Había sido él quien había respondido a la llamada de la comisaría del Retiro; para entonces, el juez de guardia estaba en el lugar y el fotógrafo de la policía había terminado ya su trabajo; los funcionarios auxiliares estaban a punto de trasladar el cadáver del joven a la ambulancia para conducirlo al Laboratorio Anatómico Forense. Pero había llegado a tiempo de ver la extraña posición del cuello del muerto y -cosa que le había sorprendido sobremanera- la enorme cantidad de sangre en la calzada: sangre muy reciente y de un rojo brillante, como si procediera de una de las arterias principales; pero lo más extraño de todo era el par de viejos zapatos de color marrón, con los lazos aún sin deshacer, caídos oblicuamente sobre la sangre. ¿Era posible que se le hubiesen salido de los pies mientras el hombre caía del octavo piso? ¿Y podía el ángulo de caída haber llevado a éste tan hacia la calzada?

Una vez que el equipo de las huellas dactilares hubo terminado su tarea en el piso del muerto, el inspector del barrio, Martín, y el juez de guardia habían sellado la casa. Más tarde, cuando llegaran los informes del forense y de las huellas, Bernal volvería allí con sus hombres y se esforzaría por reconstruir los hechos.

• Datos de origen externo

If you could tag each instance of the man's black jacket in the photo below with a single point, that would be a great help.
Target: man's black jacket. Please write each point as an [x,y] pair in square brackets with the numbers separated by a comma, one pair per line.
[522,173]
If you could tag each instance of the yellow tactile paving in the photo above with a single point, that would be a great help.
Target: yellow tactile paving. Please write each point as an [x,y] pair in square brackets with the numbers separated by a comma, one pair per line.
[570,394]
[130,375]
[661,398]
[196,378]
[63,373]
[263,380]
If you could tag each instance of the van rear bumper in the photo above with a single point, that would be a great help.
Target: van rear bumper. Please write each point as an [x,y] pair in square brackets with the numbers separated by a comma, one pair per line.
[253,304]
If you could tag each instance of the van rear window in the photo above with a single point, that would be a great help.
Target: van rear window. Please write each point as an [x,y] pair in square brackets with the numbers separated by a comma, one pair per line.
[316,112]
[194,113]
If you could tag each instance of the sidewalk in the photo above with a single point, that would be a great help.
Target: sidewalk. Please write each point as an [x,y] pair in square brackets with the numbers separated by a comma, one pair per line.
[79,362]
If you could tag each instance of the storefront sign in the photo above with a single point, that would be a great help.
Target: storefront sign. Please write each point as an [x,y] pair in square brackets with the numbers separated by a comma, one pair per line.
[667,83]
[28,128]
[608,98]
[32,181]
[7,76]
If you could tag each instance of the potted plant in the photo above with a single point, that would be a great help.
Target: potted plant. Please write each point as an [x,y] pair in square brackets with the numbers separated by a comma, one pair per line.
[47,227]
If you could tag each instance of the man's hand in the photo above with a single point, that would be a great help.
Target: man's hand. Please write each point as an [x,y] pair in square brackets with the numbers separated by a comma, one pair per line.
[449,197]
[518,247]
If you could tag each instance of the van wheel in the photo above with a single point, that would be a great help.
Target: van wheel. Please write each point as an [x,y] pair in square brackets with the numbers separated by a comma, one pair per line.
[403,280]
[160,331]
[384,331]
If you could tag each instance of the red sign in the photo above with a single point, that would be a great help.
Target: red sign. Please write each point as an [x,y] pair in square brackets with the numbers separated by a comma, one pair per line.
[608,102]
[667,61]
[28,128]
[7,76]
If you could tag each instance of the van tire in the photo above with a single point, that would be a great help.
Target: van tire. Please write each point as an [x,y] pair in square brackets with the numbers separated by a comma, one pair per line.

Consultó la hora y decidió unirse a la marea de pasajeros de la Línea 2, que transportaba a oficinistas y empleados desde Ventas hasta Sol. Tenía que hacer lo posible por estar en el despacho a las ocho y media para dar ejemplo a su grupo, que seguía siendo el que de mejor reputación gozaba en toda la Brigada Criminal. También, naturalmente, porque esperaba a un nuevo inspector subalterno aquella misma mañana; recordaba el oficio que le había llegado de Personal: «Fernández Ruiz, E., 28, Inspector de segunda.» Habría preferido reclutar a sus propios hombres, como antaño, pero en aquellos días los de Personal solían enviarle cualquier recién salido de la Escuela General de Policía, sin más norma de selección que el capricho. Pese a todo, si Fernández resultaba incompetente o incompatible, se las arreglaría para que lo traspasaran a otro grupo.